My day job is chief instructor for the Motorcycle Safety Associationand but the only time I had ever ridden a Harley-Davidson before this rally would have been when demonstrating a technique on a student's bike.

In terms of this event, my lasting memory will be the parade of bikes around Killarney town. So many took part that it took 40 minutes to pass by. Public reaction was really enthusiastic, with people standing four-deep on the pavement.

Along with a host of other riders we first went around the Ring of Kerry. I knew of course that these "Milwaukee Road Locomotives" as they have been dubbed by non-Harley-Davidson owners, were designed and built with the broad, straight, smooth highways and freeways of the US in mind.
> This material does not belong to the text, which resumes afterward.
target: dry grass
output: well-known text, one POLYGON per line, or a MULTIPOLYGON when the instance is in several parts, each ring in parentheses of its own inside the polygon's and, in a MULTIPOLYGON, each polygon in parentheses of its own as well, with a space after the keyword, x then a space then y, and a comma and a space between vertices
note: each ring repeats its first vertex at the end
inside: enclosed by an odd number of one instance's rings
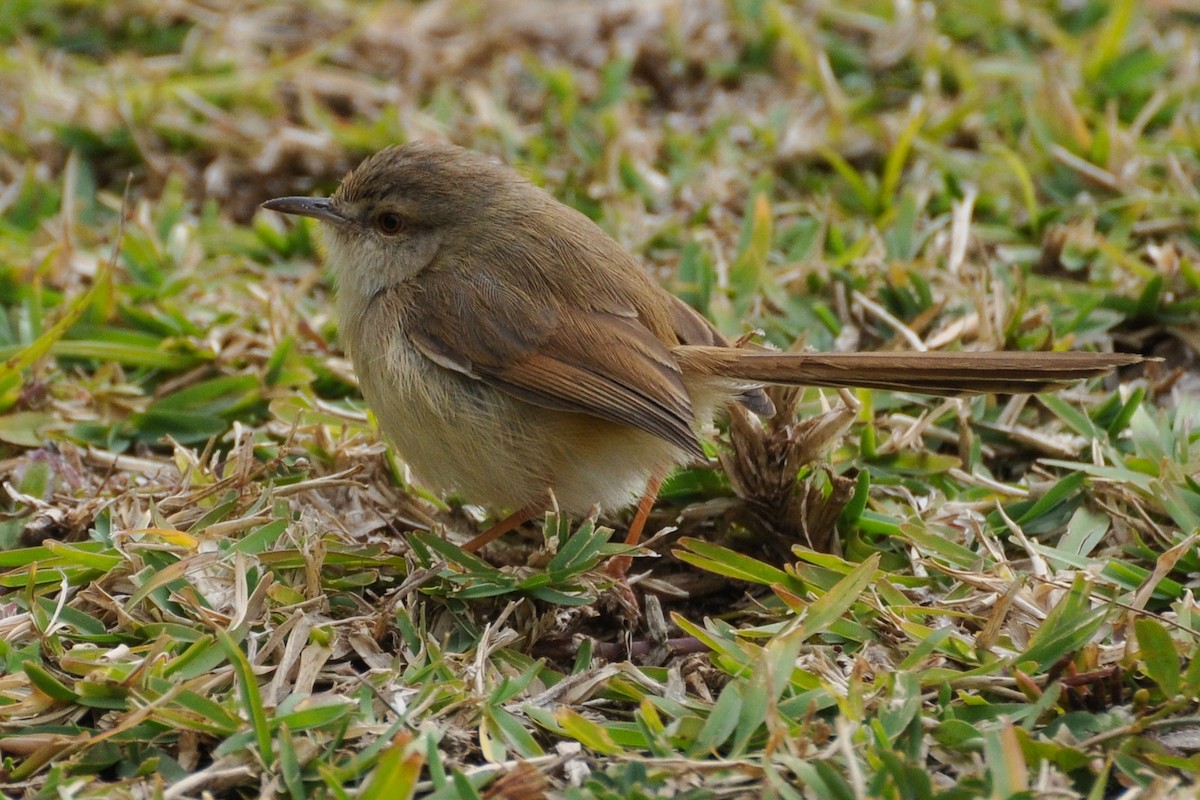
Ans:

The road surfaces on the Ring are altogether different, a severe test of any bike, even more so for a Harley-Davidson. The classic Harley-Davidson seating position is "laid back" with precious little weight taken by the arms or feet, virtually all being on the posterior. That is fine on a smooth road but over the bumps and through the potholes the constant spine jarring left my pillion partner and I feeling that the iron had entered our souls.

On the Dingle ride, now on better roads, I began to understand the Harley way of doing things.

I was riding a Heritage Softail Classic. Weighing in at 700 pounds of chrome-emblazoned metal with a 1.5 litre engine. It was vastly different from anything I had experienced before. It wasn't long before the brilliant sunshine and glorious scenery whizzing past at 95km/h had me enthralled on this heavyweight machine with its slow-revving brute of an engine.

With riders at the rally from all over Europe, and indeed further afield, it was an excellent opportunity to find out just what makes Harley-Davidson owners tick.

Just looking at the bikes - several thousand of them were parked in the complex - you notice that no two are the same. Each and every one has been accessorised or customised to reflect the individual owner's taste and idiosyncrasies.

Such is the wealth of after-market goodies available from Harley-Davidson, that there is no end to what, at a price, any owner can achieve in the pursuit of that sought after difference. No other make of bike has anything like the range available.

For some owners the many hours spent customising - often much more than the time spent riding - have become the be-all and end-all of their passion, the means of expressing one's personality with a motorcycle.

The Hog weekend was so very different from anything I had been used to previously - and all of it enjoyable. It has shown me yet another side of that wonderful experience of being a motorcyclist, in which owning a Harley-Davidson becomes a way of life.